They entered the docks.... From beyond its granite walls came sounds of human voices, the splashing of water, singing and shrill whistling.

“Stop!” whispered Chelkash. “Ship your oars! Hold on to the wall! Quieter, you devil!”

Gavrila clutched at the wall and worked the boat along; the thick coating of slime that covered the masonry deadened the sound of the gunwale as it scraped along its side.

“Stop! ... Give me the oars! Come this way! Where’s your passport? In your knapsack? Give me your knapsack! Look sharp! That’s to prevent your running away, my friend.... You won’t run away now. You might have bolted without the oars, but you’d be afraid to run away without your passport. Wait here! Mind! If you blab—I’ll find you even if you’re at the bottom of the sea!”

Suddenly clutching at something with his hands, Chelkash leaped upwards and vanished over the wall.

Gavrila shuddered.... All this had happened so quickly.
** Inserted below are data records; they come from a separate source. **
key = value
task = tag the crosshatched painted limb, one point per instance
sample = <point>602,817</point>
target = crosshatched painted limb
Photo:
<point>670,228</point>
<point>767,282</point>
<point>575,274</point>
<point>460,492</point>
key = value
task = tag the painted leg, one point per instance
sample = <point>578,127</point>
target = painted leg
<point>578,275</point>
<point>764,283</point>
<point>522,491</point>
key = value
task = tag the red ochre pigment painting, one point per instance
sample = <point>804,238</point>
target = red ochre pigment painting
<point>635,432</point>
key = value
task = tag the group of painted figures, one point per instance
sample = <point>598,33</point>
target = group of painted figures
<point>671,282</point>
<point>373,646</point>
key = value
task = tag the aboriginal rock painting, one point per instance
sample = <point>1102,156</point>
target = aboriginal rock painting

He felt the accursed burden of fear which weighed upon him in the presence of this bewhiskered, skinny thief, dropping, slipping off his shoulders.... Here was a chance to get away! ... He breathed a sigh of relief and looked around. On the left towered a black, mastless hull; it looked like an enormous coffin, deserted and empty.... Every wave that struck its side awoke a hollow, muffled echo that sounded like a sigh. On the right, the grey stone wall of the mole stretched above the surface of the water, like a cold, heavy serpent. Behind him loomed some black piles, and in front, in the space between the wall and the coffin, he could see the sea, silent, desolate, and the black clouds floating above it. The clouds moved across the sky slowly, large and ponderous, spreading horror out of the darkness and seeming ready to crush one with their weight. All was cold, black and sinister. Gavrila grew frightened again, and this fright was worse than that with which Chelkash imbued him; it gripped his breast in its powerful embrace, reduced him to a helpless clod and held him fast to the seat of the boat.

Silence reigned all around. Not a sound was heard, except for the sighing of the sea. The clouds still crept across the sky slowly and lazily, but they rose out of the sea in infinite numbers. The sky too looked like a sea, but a restless one, suspended over the calm, smooth and slumbering sea below. The clouds seemed to be descending upon the earth in grey, curly waves, into the chasms from which the wind had torn them, and upon the newly-rising waves, not yet crested with angry greenish foam.

Gavrila felt crushed by this gloomy silence and beauty and yearned to see his master again. Suppose he didn’t come back? ... Time passed slowly, more slowly than the clouds creeping across the sky.... And as time passed the silence became more sinister.... At last the sounds of splashing and rustling and something resembling a whisper came from the other side of the mole. Gavrila thought he would die on the spot.

“P’st! Are you asleep? Hold this.... Careful now!” It was Chelkash’s muffled voice.

Something heavy and cube-shaped dropped from the wall. Gavrila caught it and put it in the bottom of the boat. A second object of the same kind followed.